Tercero, es obvio, tras la mañanera del lunes, que las marchas tienen muy contento al Presidente. López Obrador está acostumbrado a hacer política desde el disenso. (Chantal Mouffe, en un extraordinario ensayo, habla de la “dimensión antagonista de la política” y de la “configuración adversarial de la política”.) Es ahí donde el Presidente se siente más cómodo; es su querencia, su estado natural, el tipo de boxeo que le permite potenciar sus capacidades.

El Presidente intuía que su propuesta de reforma política electoral —sobre todo el aspecto que involucra la elección popular de consejeros— generaría una reacción similar a la del domingo. Era de libro. Sin pretenderlo, sus adversarios le hicieron un bonito regalo de cumpleaños. Picaron el anzuelo. Como buen boxeador, el Presidente sabrá sacar provecho de la situación.

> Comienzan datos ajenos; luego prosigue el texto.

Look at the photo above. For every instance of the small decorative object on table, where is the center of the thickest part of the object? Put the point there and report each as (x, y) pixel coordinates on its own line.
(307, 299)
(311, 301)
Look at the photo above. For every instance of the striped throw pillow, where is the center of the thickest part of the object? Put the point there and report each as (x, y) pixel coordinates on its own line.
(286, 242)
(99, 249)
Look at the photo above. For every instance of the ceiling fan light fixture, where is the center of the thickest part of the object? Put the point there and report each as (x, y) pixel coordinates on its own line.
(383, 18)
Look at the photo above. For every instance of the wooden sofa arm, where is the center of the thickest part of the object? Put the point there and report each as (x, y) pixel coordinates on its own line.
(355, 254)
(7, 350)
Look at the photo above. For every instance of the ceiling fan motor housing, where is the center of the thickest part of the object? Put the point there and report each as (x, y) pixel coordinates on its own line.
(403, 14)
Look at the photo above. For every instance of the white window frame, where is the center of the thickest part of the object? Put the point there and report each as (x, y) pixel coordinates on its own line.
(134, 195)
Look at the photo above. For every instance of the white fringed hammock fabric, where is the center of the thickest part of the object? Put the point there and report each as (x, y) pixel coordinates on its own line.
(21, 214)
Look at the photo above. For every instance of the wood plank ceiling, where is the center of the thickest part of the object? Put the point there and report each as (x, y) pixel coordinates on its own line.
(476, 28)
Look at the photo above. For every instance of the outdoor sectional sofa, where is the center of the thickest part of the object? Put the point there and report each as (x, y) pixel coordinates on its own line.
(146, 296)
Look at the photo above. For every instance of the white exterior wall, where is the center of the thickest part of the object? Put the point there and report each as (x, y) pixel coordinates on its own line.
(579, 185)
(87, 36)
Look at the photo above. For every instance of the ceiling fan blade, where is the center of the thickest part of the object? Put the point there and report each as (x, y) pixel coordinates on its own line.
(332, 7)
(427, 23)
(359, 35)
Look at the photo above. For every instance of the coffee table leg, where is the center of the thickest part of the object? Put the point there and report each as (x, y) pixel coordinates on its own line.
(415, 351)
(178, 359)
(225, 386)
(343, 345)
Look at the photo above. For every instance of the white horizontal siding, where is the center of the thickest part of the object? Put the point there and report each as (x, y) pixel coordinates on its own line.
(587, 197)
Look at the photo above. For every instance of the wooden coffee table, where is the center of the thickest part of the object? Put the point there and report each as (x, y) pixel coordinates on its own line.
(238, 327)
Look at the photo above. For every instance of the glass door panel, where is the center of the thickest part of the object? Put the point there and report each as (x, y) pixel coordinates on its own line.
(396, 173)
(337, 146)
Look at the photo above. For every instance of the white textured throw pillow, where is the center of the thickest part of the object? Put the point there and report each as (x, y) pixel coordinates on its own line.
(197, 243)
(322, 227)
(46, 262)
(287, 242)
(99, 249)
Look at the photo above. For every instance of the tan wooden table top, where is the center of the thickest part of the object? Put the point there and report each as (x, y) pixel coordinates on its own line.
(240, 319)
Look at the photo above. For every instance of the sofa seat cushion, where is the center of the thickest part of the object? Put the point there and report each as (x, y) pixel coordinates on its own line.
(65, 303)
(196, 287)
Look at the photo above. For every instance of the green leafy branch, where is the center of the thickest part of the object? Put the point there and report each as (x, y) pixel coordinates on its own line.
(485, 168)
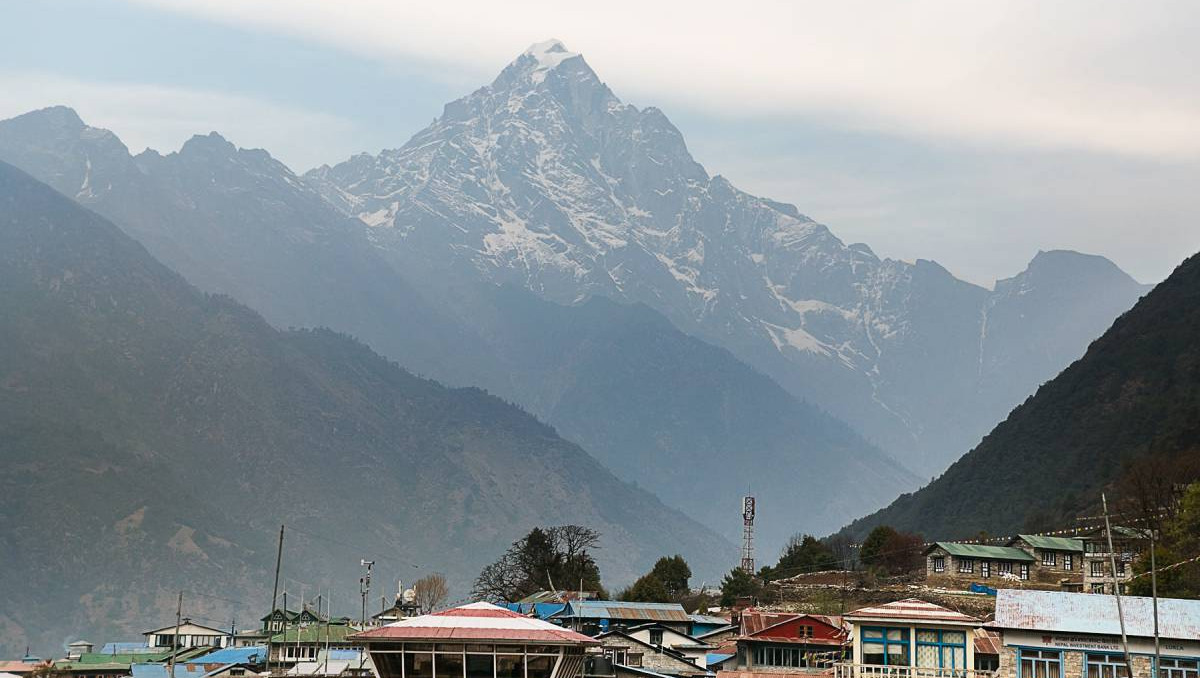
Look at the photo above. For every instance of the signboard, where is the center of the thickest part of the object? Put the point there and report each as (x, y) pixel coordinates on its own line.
(1098, 642)
(748, 508)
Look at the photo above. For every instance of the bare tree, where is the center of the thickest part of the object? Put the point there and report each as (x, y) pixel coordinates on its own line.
(431, 592)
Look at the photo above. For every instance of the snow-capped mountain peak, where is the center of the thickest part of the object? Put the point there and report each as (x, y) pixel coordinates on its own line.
(549, 54)
(546, 180)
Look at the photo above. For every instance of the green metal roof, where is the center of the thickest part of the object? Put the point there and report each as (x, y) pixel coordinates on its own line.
(1051, 543)
(984, 552)
(315, 633)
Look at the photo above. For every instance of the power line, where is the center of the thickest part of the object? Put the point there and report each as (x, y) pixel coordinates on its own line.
(357, 547)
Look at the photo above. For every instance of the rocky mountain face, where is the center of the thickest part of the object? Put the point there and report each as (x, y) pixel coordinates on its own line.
(647, 400)
(544, 179)
(153, 438)
(238, 222)
(1133, 396)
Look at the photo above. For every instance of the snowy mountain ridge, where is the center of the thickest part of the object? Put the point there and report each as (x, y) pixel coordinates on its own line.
(545, 179)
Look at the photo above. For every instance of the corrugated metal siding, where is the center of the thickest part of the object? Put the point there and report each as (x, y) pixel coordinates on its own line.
(1096, 613)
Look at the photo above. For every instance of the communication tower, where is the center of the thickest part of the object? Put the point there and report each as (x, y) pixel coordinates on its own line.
(748, 535)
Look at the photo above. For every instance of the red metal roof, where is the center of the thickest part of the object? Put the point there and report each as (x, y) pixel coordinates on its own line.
(912, 609)
(474, 622)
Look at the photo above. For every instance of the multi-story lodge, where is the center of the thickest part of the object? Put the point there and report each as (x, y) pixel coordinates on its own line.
(474, 641)
(1030, 561)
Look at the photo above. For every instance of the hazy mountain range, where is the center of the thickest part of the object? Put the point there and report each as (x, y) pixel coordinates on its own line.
(153, 438)
(1134, 395)
(544, 179)
(541, 240)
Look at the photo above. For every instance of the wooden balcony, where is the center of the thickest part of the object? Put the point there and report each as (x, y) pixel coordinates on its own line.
(845, 670)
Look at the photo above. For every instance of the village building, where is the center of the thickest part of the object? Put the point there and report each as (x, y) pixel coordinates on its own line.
(1097, 573)
(187, 635)
(22, 667)
(1057, 561)
(658, 635)
(304, 643)
(957, 565)
(594, 617)
(474, 641)
(1066, 635)
(629, 652)
(786, 645)
(911, 637)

El segundo round de esta lucha infinita lo veremos el primero de diciembre en el Zócalo. No tengo duda que ganará.

Una última reflexión: es una pena que hayamos llegado a este punto, acaso sin retorno. México necesita una reforma política electoral que, sin afectar la autonomía y vocación profesional del Instituto Nacional Electoral, reduzca la cantidad de diputados y senadores (menos por cuestiones presupuestales y más por consideraciones de eficiencia), extienda la posibilidad de realizar consultas populares vinculantes, simplifique el método de elección a listas por circunscripciones, disminuya el número de consejos electorales, y limite el financiamiento público a partidos políticos. Todos esos elementos están en la iniciativa presidencial. Sin embargo, la propuesta de someter a votación popular la elección de consejeros del INE y ministros del Tribunal Electoral genera ruido innecesario. Esto último impide distinguir los méritos de la propuesta de reconfiguración política de los pretendidos ajustes al árbitro electoral. El despropósito de lo segundo oscurece las virtudes de lo primero. Es una lástima.

La reforma, por lo demás, se queda corta en la necesidad de transparentar y fiscalizar los recursos públicos de los partidos y generar mecanismos de transparencia y participación al interior de estos —un tema tan urgente como ausente en la discusión. Potenciar la vida interna en los partidos políticos debería ser parte del proyecto de transformación. No lo es.

Las marchas del domingo y el contexto de conflicto que se vivirá rumbo al 2024 impedirán, me temo, una discusión precisa y técnica de la reforma electoral. Será otra oportunidad perdida. Las manifestaciones habrán servido para articular al bloque opositor en torno a una demanda, pero al mismo tiempo azuzarán la base social del Presidente. El final del sexenio se parecerá mucho a un volcán en continua ebullición. Habrá ruido, mucho ruido.

Carlos A. Pérez Ricart
Carlos A. Pérez Ricart es Profesor Investigador del CIDE. Es uno de los integrantes de la Comisión para el Acceso a la Verdad y el Esclarecimiento Histórico (COVeH), 1965-1990. Tiene un doctorado en Ciencias Políticas por la Universidad Libre de Berlín y una licenciatura en Relaciones Internacionales por El Colegio de México. Entre 2017 y 2020 fue docente e investigador posdoctoral en la Universidad de Oxford, Reino Unido.